Research Problem
A major limitation of current human-AI collaboration systems is their ability to handle complex decision-making problems that involve combinatorial optimisation. In this context, this project aims to establish natural language as a robust interface for trustworthy AI-human interactive optimisation, ensuring that human-AI collaboration is robust, trustworthy, and practically deployable. This involves ensuring that the AI system

  1. Formulates combinatorial optimisation problems from the imprecise, ambiguous, error-prone, or overly ambitious natural human language. 
  2. Ensures robust AI-assisted optimisation, effectively handling the generated optimisation instances across diverse conditions. 
  3. Returns explainable language feedback to users that explains decision-making results and rationale to enhance transparency and foster trust. 

Proposed Approach
To formulate combinatorial optimisation problems from imprecise, ambiguous, error-prone, or overly ambitious natural human language, the framework first assesses whether the user input can be feasibly translated into a combinatorial optimisation problem formulation using auto formalisation techniques, iterating with the user to identify potentially missing or conflicting information.
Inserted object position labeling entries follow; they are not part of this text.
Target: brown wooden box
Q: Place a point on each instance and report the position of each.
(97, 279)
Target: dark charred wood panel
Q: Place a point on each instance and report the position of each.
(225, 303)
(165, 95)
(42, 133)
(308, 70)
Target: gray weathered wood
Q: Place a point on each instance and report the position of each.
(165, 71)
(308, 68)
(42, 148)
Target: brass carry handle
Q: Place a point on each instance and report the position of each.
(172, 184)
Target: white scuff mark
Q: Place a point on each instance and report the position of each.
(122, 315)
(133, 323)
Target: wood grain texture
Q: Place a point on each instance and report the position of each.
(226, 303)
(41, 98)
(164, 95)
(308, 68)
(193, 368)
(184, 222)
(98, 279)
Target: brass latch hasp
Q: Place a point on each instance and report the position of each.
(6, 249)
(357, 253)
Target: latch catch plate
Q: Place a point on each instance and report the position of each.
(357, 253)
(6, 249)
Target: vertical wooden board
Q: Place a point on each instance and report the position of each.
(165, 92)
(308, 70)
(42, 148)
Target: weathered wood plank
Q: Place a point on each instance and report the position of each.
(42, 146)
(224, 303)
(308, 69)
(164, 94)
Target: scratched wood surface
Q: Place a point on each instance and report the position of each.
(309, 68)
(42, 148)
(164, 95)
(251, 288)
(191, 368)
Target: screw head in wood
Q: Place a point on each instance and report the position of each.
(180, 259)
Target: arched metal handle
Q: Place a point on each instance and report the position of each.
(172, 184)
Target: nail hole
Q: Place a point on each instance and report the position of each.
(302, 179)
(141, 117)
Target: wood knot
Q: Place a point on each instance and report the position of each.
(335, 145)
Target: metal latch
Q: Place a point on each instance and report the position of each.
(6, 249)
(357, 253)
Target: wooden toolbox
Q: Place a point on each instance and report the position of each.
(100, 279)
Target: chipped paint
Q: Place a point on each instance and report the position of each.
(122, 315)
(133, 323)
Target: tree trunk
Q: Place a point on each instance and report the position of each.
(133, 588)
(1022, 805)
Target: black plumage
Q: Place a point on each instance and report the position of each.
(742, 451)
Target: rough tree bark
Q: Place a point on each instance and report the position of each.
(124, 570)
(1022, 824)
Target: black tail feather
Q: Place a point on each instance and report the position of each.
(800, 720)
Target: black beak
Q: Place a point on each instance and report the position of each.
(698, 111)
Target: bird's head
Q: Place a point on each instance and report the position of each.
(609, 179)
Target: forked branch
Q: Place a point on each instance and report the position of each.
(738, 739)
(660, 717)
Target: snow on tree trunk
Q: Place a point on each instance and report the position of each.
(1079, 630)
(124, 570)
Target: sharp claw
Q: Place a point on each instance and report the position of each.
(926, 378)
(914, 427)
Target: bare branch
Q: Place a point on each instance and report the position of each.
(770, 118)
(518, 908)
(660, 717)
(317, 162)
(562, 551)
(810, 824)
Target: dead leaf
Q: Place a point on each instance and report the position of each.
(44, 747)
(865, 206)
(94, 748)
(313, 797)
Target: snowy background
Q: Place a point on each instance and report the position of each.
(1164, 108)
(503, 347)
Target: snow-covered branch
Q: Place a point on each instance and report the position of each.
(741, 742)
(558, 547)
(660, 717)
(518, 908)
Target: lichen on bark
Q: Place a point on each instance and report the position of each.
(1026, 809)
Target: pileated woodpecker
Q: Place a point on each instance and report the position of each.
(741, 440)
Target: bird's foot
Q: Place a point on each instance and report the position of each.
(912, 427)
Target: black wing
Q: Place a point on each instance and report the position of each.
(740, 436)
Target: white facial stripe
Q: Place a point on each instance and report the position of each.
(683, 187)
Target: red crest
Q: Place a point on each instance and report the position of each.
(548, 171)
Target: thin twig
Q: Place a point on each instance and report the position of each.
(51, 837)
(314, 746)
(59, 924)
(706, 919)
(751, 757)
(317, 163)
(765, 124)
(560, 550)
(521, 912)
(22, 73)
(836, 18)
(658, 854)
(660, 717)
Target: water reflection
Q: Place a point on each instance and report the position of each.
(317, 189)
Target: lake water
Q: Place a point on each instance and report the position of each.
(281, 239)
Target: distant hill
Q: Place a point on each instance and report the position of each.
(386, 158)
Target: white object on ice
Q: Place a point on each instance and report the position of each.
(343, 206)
The formulated problem is validated for correctness using a voting mechanism and automatic unit testing. 

To ensure robust AI-assisted optimization, a foundation model with unified representation learning that systematically encodes combinatorial optimisation problem instances will be developed, ensuring consistency and adaptability across diverse problem settings. A novel adaptive solver selection framework that integrates multiple solving algorithms will also be developed and paired with a dynamic algorithm selection method that adaptively chooses the most suitable solver for a given problem instance. 

To return explainable language feedback to users that explains decision-making results and rationale to enhance transparency and foster trust, the internal representations of neural combinatorial optimisation models will be analysed using systematic probing techniques. The decision concepts embedded in deep neural combinatorial optimisation models will also be studied using a concept-based interpretability approach that leverages higher-level abstractions more aligned with human reasoning. 

Figure 1: Overall framework of human-AI combinatorial optimisation with language interfaces.

Project Outcomes
This project will develop robust, trustworthy, and interpretable AI-assisted optimisation tools, enabling industries such as logistics, manufacturing, and finance to solve complex problems more efficiently, reducing costs, enhancing productivity, and minimising resource consumption. Additionally, it will support personal planning applications, such as intelligent calendar assistants, empowering individuals to manage tasks more effectively. In the long term, this research will establish the foundation for chat-based human-AI collaboration systems, advancing trustworthiness, robustness, and explainability to foster more general AI adoption and enable smarter, more trustworthy AI decision-making and planning.